Basic definition of a subquery

A normal SELECT operation reads data from several tables, for example, select column_1, column_2 … from table_name.  However, the query object can be another SELECT operation, which is shown as follows:
select * from (select shop_name from sale_detail) a;
Note
The subquery must have an alias.
In a FROM clause, a subquery can be used as a table to perform JOIN operations with other tables or subqueries, which is shown as follows:
create table shop as select * from sale_detail;
select a.shop_name, a.customer_id, a.total_price from
(select * from shop) a join sale_detail on a.shop_name = sale_detail.shop_name;

IN SUBQUERY / NOT IN SUBQUERY

IN SUBQUERY is similar to LEFT SEMI JOIN.

For example:
SELECT * from mytable1 where id in (select id from mytable2);
-- is equivalent to
SELECT * from mytable1 a LEFT SEMI JOIN mytable2 b on a.id=b.id;

Currently, MaxCompute supports both IN SUBQUERY and CORRELATED conditions. 

For example:
SELECT * from mytable1 where id in (select id from mytable2 where value = mytable1.value);

where value = mytable1.value in the subquery is a CORRELATED condition. MaxCompute of early versions reports errors for such expressions that reference source tables both in subqueries and in outer queries.  MaxCompute supports such expressions now. In fact, such filtering conditions are a part of the ON condition in SEMI JOIN.

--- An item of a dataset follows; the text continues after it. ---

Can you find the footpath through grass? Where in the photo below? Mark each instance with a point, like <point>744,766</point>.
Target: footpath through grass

NOT IN SUBQUERY is similar to LEFT ANTI JOIN. However, they have one significant difference. 

For example:
SELECT * from mytable1 where id not in (select id from mytable2);
-- If none of the IDs in mytable2 are NULL, this statement is equivalent to
SELECT * from mytable1 a LEFT ANTI JOIN mytable2 b on a.id=b.id;

If mytable2 contains any column whose ID is NULL, the NOT IN expression is NULL, so that the WHERE condition is invalid and no data is returned. This is different from LEFT ANTI JOIN.

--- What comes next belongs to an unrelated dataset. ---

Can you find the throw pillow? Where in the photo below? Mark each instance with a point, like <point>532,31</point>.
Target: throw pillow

MaxCompute 1.0 supports [NOT] IN  SUBQUERY not serving as a JOIN condition, for example, in a non-WHERE statement, or failure in conversion to a JOIN condition even in a WHERE statement.  MaxCompute 2.0 still  supports this feature. However, [NOT] IN SUBQUERY cannot be converted to SEMI JOIN, and a separate job must be started to run subqueries. Therefore, [NOT] IN SUBQUERY does not support CORRELATED conditions.

For example:
SELECT * from mytable1 where id in (select id from mytable2) OR value > 0;

As the WHERE clause includes OR, [NOT] IN SUBQUERY cannot be converted to SEMI JOIN. A separate job must be started to run subqueries.

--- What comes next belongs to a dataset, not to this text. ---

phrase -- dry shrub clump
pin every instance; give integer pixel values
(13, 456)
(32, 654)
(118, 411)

In addition, partition tables are specially processed:
SELECT * from sales_detail where ds in (select dt from sales_date);

If ds is a partition column, select dt from sales_date separately  starts a job to run subqueries, instead of converting to SEMI JOIN. After running, the results are compared with ds one by one. If a ds value in sales_detail is not in the returned results, the partition is not read to make sure that partition pruning is still valid.

EXISTS SUBQUERY/NOT EXISTS SUBQUERY

In an EXISTS SUBQUERY, when at least one data row exists in the subquery, TRUE is returned; otherwise, FALSE is returned. NOT EXISTS subquery is completely opposite of this.

Currently, MaxCompute supports only subqueries including the correlated WHERE conditions.  EXISTS SUBQUERY/NOT EXISTS SUBQUERY is implemented by converting to LEFT SEMI  JOIN or LEFT ANTI JOIN.

For example:
SELECT * from mytable1 where exists (select * from mytable2 where id = mytable1.id);
-- is equivalent to
Select * From mytable1 a left semi join mytable2 B on A. ID = B. ID;
While
SELECT * from mytable1 where not exists (select * from mytable2 where id = mytable1.id);
-- is equivalent to
SELECT * from mytable1 a LEFT ANTI JOIN mytable2 b on a.id=b.id;